Russian Escalation in Crimea as Biden speaks with Putin on Ukraine

A significant military and diplomatic escalation, months after Putin’s stationing of troops near the border, is currently underway in Ukraine.

A U.S. Army paratrooper assigned to 1st Battalion, 503rd Parachute Infantry Regiment establishes sector security on a drop zone alongside paratroopers from the Lithuanian – Polish – Ukrainian Brigade after conducting a joint airborne operation. This training is part of Exercise Rapid Trident 21 at the International Peacekeeping Security Centre near Yavoriv, Ukraine on Sept. 25, 2021. Rapid Trident is an annual, multinational exercise that supports joint combined interoperability among the partner militaries of Ukraine and the United States, as well as Partnership for Peace nations and NATO allies. (U.S. Army photo by Staff Sgt. John Yountz)

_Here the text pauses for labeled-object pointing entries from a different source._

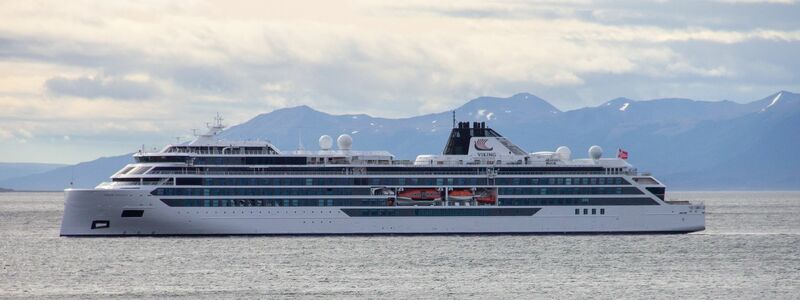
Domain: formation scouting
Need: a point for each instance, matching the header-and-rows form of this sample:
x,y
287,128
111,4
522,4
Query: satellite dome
x,y
344,142
563,152
595,152
325,142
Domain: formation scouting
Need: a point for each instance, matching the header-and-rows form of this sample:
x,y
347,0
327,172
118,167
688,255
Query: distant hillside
x,y
11,170
82,175
688,144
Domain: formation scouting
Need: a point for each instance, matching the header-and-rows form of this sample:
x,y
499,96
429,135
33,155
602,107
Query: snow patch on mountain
x,y
774,101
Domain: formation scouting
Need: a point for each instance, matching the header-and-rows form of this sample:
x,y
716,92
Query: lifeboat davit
x,y
487,197
420,195
460,195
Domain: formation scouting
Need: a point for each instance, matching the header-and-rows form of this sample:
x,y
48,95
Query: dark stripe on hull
x,y
440,212
388,234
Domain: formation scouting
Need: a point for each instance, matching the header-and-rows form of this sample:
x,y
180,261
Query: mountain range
x,y
688,144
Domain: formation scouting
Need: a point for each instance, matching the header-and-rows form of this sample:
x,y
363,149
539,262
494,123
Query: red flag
x,y
622,154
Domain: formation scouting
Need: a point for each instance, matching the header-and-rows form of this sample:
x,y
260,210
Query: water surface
x,y
750,249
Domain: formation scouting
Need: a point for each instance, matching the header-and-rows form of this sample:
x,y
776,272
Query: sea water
x,y
750,249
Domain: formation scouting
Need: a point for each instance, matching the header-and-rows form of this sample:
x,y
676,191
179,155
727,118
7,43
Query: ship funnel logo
x,y
480,145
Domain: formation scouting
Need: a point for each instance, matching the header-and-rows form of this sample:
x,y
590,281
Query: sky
x,y
84,79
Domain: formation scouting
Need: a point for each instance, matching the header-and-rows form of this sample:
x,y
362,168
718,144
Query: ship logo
x,y
480,145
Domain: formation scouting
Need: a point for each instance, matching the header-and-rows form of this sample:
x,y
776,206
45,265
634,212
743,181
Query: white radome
x,y
325,142
564,153
595,152
345,142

U.S. intel, released in the declassified document below, refers to 175,000 Russian forces amassing in and around Ukraine. Worryingly, several pieces of artillery within Crimea have been identified. Russia’s military in the region is organized in battalion tactical groups (BTGs), allegedly manned by contracted soldiers. This allows Russia the opportunity to disavow its soldiers as merely insurgents, hence the common Ukrainian term “little green men”. A formidable force, they have combat experience in Ukraine from 2014, though they have been defeated at times. BTGs rely on inflicting a high amount of casualties and using paramilitary forces. As a result, deployed Russian BTGs are hard-pressed to gather reinforcements, as they often cannot rely on direct military aid.

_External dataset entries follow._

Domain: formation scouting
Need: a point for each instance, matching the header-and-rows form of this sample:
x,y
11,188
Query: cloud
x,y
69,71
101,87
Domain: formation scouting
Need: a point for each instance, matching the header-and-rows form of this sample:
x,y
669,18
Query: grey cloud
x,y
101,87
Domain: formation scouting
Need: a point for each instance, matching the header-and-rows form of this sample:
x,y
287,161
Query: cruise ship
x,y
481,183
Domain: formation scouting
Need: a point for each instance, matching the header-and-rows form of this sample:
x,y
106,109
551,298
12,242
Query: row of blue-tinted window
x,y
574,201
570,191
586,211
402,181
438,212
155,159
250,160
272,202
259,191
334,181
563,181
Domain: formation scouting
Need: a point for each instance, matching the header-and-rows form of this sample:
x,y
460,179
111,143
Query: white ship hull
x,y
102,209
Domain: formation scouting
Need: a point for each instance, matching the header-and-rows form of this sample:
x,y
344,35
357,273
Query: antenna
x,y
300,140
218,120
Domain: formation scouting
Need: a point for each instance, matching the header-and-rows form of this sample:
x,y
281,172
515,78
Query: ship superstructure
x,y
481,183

Despite this, about 50 BTGs are currently deployed, with up to 100 BTGs potentially operating along the Ukrainian border. This does not include the active Russian-backed insurgents on the ground, who are intermittently engaged with Ukrainian forces.

Following these developments, President Biden had a phone call with President Putin. Allegedly, Putin asked that Biden guarantee Ukraine would never be admitted into NATO, which Biden refused. He countered that if Putin were to attack Ukraine, the United States would safeguard its allies in the region. Immediately following the phone call, U.S. National Security Advisor Jake Sullivan announced that U.S. defensive material was going to Ukraine and that the U.S. and its NATO allies would coordinate to guarantee Ukraine’s territorial integrity. He characterized the meeting as concise yet effective and claimed that Putin was engaged with the discussion.

President Biden was direct and straightforward with President Putin, as he always is. He reiterated America’s support for Ukraine’s sovereignty and territorial integrity. 

He told President Putin directly that if Russia further invades Ukraine, the United States and our European allies would respond with strong economic measures. We would provide additional defensive materiel to the Ukrainians above and beyond that which we are already providing. And we would fortify our NATO Allies on the eastern flank with additional capabilities in response to such an escalation. 

I just make it a practice not to characterize the other side’s position. He can speak for himself. I would say that his demeanor, like President Biden’s demeanor, was direct and straightforward. 

And again, as I said in my opening remarks, this was a real discussion. It was give and take. It was not speeches. It was back and forth. President Putin was deeply engaged. And I’m going to leave it at that in terms of trying to characterize where he is. 

National Security Advisor Jake Sullivan via December 7th, 2021 Press Briefing

Following the meeting, Biden later spoke with the leaders of France, Germany, Italy, and the United Kingdom. During the conversation, each of the leaders confirmed their support and involvement for Ukraine and began talks for greater cooperation in regards to NATO and the EU’s involvement in the situation.

Right before his departure on December 8th, Biden himself was asked about his meeting with Putin. Biden ensured that, though U.S. troops are not on the table regarding deployment to defend Ukraine, they will defend the U.S.’s NATO allies. Though he reiterated that such an obligation does not extend to Ukraine, his statement begins underscoring the significance of Ukraine joining NATO.

President Zelensky had previously been wary of Biden, as, despite his repeated requests for a firm answer regarding Ukraine’s accession to NATO, Biden has instead reiterated his (the U.S.’) support for Ukraine’s sovereignty. Whether this is to minimize the chance of American deployment or to coordinate first with NATO leaders, it is hard to tell. But Zelensky’s recent call with Biden was, according to a Senior Government Official, laden with U.S. assurances that Ukraine would be supported by NATO. He additionally informed Zelensky of Biden’s engaging in Putin regarding a diplomatic solution.

He also explained that he had told President Putin that there is another option in terms of de-escalation and diplomacy. So, as part of that, the President underscored the United States’ continued support for the Normandy Format and ongoing efforts to implement the Minsk Agreements, including U.S. support for that overall process, which, of course, is led by our French and German allies.

SENIOR ADMINISTRATION OFFICIAL via December 9th, 2021 Background Press Call

From unconfirmed sources in Russia, rumors are supposedly spreading of a significant escalation/attack early in 2022, in either January or February.